Permutation & Combination MCQs set 3 for Air University Entry Test Mathematics — 20 solved questions.

Air University Entry Test Mathematics Permutation & Combination — Set 3

  1. Question 1

    Q1. A committee of 4 is to be formed from 5 men and 4 women. How many ways can this be done if at least one woman is included?

    • A) 120
    • B) 125
    • C) 115
    • D) 121

    Answer: 120

    Explanation: Total committees = 9C4, committees with no women = 5C4. Committees with at least one woman = 9C4 - 5C4 = 120

  2. Question 2

    Q2. In how many ways can 4 boys and 4 girls be seated in a row so that boys and girls are alternate?

    • A) 1152
    • B) 576
    • C) 2304
    • D) 1000

    Answer: 1152

    Explanation: First, arrange 4 boys in 4! ways, then 4 girls in 4! ways. Total = 4! * 4! * 2 = 1152

  3. Question 3

    Q3. Two dice are thrown. What is the probability of getting a sum of 7?

    • A) 1 / 6
    • B) 1 / 12
    • C) 1 / 3
    • D) 1 / 4

    Answer: 1 / 6

    Explanation: Favorable outcomes = 6. Total outcomes = 36. Probability = 6 / 36 = 1 / 6

  4. Question 4

    Q4. A bag contains 3 red, 4 blue, and 5 green balls. What is the probability of drawing a blue ball?

    • A) 1 / 3
    • B) 4 / 12
    • C) 1 / 4
    • D) 1 / 2

    Answer: 4 / 12

    Explanation: Total balls = 12, blue balls = 4. Probability = 4 / 12 = 1 / 3

  5. Question 5

    Q5. In how many ways can 6 people be divided into 3 groups of 2?

    • A) 15
    • B) 90
    • C) 45
    • D) 10

    Answer: 15

    Explanation: First, choose 2 out of 6, then 2 out of 4, and the last 2 are fixed. Total = 6C2 * 4C2 / 3! = 15

  6. Question 6

    Q6. A die is rolled twice.

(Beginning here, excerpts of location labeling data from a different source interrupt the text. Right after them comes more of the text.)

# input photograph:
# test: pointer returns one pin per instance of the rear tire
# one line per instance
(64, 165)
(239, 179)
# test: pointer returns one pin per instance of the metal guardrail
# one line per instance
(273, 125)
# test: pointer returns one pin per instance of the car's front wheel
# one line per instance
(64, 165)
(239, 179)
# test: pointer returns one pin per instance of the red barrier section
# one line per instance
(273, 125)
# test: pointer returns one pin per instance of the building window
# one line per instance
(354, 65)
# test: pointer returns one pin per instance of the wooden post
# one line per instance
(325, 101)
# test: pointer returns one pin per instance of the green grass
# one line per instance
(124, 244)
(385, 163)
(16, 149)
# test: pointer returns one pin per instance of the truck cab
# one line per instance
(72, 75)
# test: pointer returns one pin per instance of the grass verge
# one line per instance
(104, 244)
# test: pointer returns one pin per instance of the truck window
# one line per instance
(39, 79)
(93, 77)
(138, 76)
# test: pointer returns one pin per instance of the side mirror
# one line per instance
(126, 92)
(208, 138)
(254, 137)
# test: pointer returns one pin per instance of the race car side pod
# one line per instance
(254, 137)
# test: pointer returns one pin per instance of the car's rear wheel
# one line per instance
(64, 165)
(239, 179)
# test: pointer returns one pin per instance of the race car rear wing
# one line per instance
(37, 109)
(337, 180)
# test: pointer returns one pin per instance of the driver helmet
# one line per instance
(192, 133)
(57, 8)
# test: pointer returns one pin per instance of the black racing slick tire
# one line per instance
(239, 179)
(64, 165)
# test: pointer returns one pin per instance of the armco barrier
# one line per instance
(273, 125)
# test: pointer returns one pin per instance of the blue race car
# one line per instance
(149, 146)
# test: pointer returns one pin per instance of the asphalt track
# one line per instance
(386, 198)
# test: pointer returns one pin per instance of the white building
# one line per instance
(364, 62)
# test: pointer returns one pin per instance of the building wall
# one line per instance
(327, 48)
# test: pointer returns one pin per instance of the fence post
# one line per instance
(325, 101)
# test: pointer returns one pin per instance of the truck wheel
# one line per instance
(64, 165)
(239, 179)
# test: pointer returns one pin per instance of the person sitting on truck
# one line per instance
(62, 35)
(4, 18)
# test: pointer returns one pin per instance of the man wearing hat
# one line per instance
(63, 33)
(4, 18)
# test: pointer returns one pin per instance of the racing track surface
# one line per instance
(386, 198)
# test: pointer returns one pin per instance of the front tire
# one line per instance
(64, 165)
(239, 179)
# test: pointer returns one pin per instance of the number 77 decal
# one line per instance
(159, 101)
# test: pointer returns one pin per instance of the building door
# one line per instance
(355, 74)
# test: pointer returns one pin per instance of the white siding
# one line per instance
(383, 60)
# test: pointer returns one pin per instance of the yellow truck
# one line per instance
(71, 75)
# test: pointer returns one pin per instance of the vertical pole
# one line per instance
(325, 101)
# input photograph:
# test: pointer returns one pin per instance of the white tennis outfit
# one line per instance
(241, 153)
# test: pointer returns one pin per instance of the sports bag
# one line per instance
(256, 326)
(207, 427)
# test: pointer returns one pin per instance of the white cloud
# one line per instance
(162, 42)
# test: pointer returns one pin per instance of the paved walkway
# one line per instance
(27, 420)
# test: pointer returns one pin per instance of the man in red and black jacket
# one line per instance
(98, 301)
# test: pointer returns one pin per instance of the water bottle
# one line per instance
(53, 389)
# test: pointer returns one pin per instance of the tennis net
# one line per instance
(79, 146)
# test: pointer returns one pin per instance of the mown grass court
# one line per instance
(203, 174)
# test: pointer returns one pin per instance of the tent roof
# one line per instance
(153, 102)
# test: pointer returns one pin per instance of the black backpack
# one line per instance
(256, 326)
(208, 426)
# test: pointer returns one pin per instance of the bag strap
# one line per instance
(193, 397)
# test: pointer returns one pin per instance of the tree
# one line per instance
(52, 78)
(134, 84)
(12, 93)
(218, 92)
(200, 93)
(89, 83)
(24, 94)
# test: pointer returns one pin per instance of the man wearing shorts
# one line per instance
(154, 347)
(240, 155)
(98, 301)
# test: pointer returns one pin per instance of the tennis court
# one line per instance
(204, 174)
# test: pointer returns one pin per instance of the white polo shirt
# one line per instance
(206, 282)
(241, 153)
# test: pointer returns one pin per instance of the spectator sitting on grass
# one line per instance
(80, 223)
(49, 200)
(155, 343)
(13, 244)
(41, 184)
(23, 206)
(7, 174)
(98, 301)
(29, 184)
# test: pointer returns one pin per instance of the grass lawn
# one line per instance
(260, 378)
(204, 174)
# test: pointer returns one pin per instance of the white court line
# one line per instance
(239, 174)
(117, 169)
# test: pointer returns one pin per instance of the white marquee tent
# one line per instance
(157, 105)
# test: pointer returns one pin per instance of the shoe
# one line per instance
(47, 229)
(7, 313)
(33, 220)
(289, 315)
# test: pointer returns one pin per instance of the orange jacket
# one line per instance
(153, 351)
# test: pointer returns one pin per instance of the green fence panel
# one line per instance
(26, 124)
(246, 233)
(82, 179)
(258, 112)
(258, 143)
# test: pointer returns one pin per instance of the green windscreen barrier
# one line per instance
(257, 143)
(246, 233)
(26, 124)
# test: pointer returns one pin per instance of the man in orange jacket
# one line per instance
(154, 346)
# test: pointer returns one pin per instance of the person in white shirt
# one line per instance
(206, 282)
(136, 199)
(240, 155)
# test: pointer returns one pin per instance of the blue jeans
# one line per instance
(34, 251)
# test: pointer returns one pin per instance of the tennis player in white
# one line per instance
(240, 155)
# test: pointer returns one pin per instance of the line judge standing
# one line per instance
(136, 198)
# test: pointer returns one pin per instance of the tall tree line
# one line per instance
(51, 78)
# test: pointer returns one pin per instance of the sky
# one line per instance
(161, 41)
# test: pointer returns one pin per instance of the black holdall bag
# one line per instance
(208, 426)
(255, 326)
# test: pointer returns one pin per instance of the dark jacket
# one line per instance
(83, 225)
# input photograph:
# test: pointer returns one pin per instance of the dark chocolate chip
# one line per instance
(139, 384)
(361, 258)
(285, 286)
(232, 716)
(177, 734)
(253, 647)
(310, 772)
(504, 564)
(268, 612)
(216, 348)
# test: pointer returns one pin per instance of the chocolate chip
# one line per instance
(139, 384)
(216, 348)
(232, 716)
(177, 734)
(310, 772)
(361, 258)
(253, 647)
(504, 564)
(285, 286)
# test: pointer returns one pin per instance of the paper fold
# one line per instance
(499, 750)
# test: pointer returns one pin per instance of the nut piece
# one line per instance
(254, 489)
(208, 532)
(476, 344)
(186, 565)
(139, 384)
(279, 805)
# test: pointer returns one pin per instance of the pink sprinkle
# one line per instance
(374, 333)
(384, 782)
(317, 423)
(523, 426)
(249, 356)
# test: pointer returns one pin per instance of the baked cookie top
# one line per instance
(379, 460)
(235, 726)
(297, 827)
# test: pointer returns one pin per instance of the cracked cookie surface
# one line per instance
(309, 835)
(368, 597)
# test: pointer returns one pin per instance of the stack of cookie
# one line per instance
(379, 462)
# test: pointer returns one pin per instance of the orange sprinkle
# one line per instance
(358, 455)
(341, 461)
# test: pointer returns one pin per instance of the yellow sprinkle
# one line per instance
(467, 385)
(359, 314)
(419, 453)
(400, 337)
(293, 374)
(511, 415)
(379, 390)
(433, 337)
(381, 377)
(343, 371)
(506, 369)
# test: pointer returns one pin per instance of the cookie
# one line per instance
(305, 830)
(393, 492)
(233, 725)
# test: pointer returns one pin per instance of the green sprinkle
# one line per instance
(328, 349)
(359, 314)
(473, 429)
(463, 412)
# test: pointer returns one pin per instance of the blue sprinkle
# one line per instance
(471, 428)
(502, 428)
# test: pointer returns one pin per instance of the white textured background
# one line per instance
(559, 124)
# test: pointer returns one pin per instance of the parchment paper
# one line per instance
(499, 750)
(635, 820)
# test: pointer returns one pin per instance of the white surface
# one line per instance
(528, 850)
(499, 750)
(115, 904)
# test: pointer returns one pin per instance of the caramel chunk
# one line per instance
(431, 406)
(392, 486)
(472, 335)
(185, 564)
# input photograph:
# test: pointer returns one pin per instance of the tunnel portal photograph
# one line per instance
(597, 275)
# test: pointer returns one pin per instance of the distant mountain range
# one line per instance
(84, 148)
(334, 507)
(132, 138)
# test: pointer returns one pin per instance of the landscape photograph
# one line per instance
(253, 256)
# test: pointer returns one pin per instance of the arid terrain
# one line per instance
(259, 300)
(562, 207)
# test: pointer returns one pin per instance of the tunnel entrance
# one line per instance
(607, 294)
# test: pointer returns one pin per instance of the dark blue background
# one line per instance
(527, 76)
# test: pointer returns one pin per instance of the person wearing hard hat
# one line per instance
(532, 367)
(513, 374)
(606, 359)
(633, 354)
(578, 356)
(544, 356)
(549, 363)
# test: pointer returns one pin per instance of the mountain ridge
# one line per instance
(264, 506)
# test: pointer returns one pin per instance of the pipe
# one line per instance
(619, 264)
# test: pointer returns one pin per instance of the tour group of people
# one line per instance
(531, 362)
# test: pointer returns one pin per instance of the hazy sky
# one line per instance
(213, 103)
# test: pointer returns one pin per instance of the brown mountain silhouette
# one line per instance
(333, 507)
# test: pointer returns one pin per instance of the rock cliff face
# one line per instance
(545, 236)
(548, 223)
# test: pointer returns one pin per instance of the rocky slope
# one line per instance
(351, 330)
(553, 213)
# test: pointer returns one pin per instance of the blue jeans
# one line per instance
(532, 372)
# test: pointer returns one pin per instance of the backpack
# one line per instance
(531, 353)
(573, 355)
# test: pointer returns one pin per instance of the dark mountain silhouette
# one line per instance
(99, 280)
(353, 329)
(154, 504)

What is the probability of getting a sum of 9?

    • A) 1 / 9
    • B) 1 / 6
    • C) 1 / 12
    • D) 1 / 18

    Answer: 1 / 9

    Explanation: Favorable outcomes = 4. Total outcomes = 36. Probability = 4 / 36 = 1 / 9

  7. Question 7

    Q7. How many ways can the letters of the word 'MATHS' be arranged?

    • A) 120
    • B) 60
    • C) 24
    • D) 12

    Answer: 120

    Explanation: Total letters = 5, all distinct. Arrangements = 5! = 120

  8. Question 8

    Q8. A committee of 3 is to be formed from 4 men and 3 women. How many ways can this be done if at least one man is included?

    • A) 30
    • B) 35
    • C) 34
    • D) 31

    Answer: 34

    Explanation: Total committees = 7C3, committees with no men = 3C3. Committees with at least one man = 7C3 - 3C3 = 34

  9. Question 9

    Q9. In how many ways 5 boys and 3 girls can be seated around a round table if no two girls are together?

    • A) 4! * 5P3
    • B) 4! * 5C3
    • C) 5! * 4P3
    • D) 5! * 4C3

    Answer: 4! * 5P3

    Explanation: First, arrange 5 boys in (5-1)! = 4! ways. Then, place 3 girls in 5 gaps between boys in 5P3 ways.

  10. Question 10

    Q10. A bag contains 5 red and 3 blue balls. If 3 balls are drawn at random, find the probability that 2 are red and 1 is blue.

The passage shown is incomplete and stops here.